Real-time satellite view of Earth
My second child was born in 2019. For those first months, the four of us nested together, time moving differently, slow and full, measured in feedings rather than hours. From inside that smallness, I kept returning to the largest possible version of the same feeling: the planet as home, the whole of it, seen from far enough away to be held in a single frame.
HEARTH/HOGAR is a real-time window onto Earth, drawn from images sent every ten minutes by the GOES geostationary satellite. Those satellite images have something removed from them: atmospheric scattering, filtered out to protect the sensors from direct solar exposure. The work adds it back: the blue haze, the warm luminescence at the Earth's edges, the quality that makes the planet look alive and breathable. What you see is not raw instrument data. It is Earth as it would appear from that orbit to a human eye: the clouds drifting slowly as the frames are interpolated into continuous motion, the terminator advancing, the atmosphere glowing at its rim.
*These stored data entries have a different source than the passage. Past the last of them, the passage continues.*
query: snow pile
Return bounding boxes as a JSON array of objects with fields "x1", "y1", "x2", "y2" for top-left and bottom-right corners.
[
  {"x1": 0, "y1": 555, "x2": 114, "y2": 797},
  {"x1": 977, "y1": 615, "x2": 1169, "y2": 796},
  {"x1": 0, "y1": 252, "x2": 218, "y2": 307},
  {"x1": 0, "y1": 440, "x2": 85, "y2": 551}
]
The title holds two languages at once: hearth, the English word for the fire at the center of a home, warmth, the place you return to; and hogar, its Spanish equivalent, which carries the same meaning but also the specific weight of belonging, of the place that is unambiguously yours. The planet the satellite shows does not divide into hogar and not-hogar. It is all hearth, all home, all the way to the edge of the atmosphere.
That was the thought I kept returning to during those nesting months: that the small home I was tending was continuous with the one turning slowly in the image. The same ground, seen from different altitudes.